I’m hoping someone could give me some advice on how to solve a problem I’ve run into…
I’m planning out the implementation of an algorithm that has multiple stages.
Currently, each stage is mapped to a kernel where each thread block does some processing on a single element in an array.
If there is more work to be done on an element after the current stage is completed, thread 0 of the block will write the index of the element into out[blockIdx.x], else it will write a 0.
For the next stage, I only need to launch blocks for the elements that need to be processed further. This number can be determined by using the ‘out’ array from the last stage.
However, I’m having a hard time finding a way for the blocks to determine which element to work on because the indices of elements are mixed in with many non-work elements (0s) in the ‘out’ array.
I’ve come up with a few solutions but none of them are ideal…
1) Launch the same number of blocks each time. Blocks that have a 0 in the output array from the last stage will return immediately
Pros: Easy to implement, no need to copy memory back to host, no extra processing needed
Cons: Overhead from launching extra blocks, wasted resources, unnecessary work & overhead for the block scheduler
2) Copy the output array back to the host and have the host store the non-0 indices that need more processing into a new array. The new array can then be copied to the next kernel which launches only the required number of blocks.
Pros: Only the required number of blocks are launched
Cons: Memory copy to the host and back
3) Launch another kernel to accomplish (2) above instead of doing it on the host. Host reads a single integer value back that states how many blocks need to be launched.
Pros: No need to copy output array back to the host. Could use zero-copy to retrieve the single integer (so it would be relatively fast?)
Cons: Would only launch 1 block (no benefit from launching more?), would probably require atomics to control placement of indices in new array. Still need to copy back an integer to host
4) Store -1s instead of 0s if there is not more work to be done.

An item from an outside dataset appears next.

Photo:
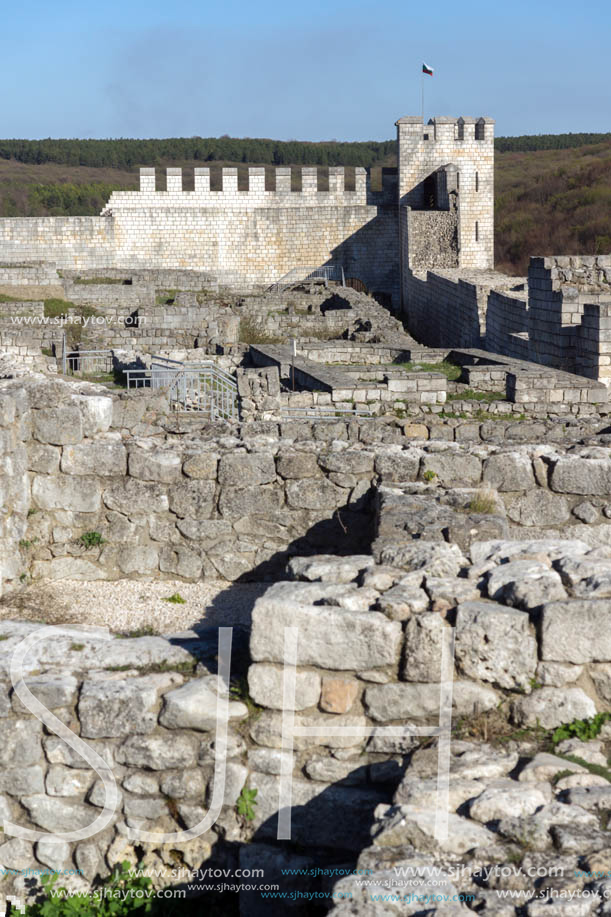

Between stages, launch a kernel to do a parallel sort, moving all of the -1s to the start of the array. Then count the number of -1s and store that value in global memory so (a) the next stage can use it to determine where to start reading and (b) The host will know how many blocks to launch.
Pros: No need to copy output array back to the host. Could use zero-copy to retrieve the single integer (so it would be relatively fast?). Parallel sort would hopefully be more efficient than the kernel in (3) above.
Cons: Still need to copy back an integer to host, counting number of -1s would probably require atomics (or possibly a reduction which would mean another kernel call?)
This is probably most similar to the following two threads but I don’t think either of them accomplishes quite what I need.
[url=“http://forums.nvidia.com/index.php?showtopic=95451”]http://forums.nvidia.com/index.php?showtopic=95451[/url]
[url=“http://forums.nvidia.com/index.php?showtopic=91737”]http://forums.nvidia.com/index.php?showtopic=91737[/url]
I would really appreciate any advice you guys could offer. Thanks!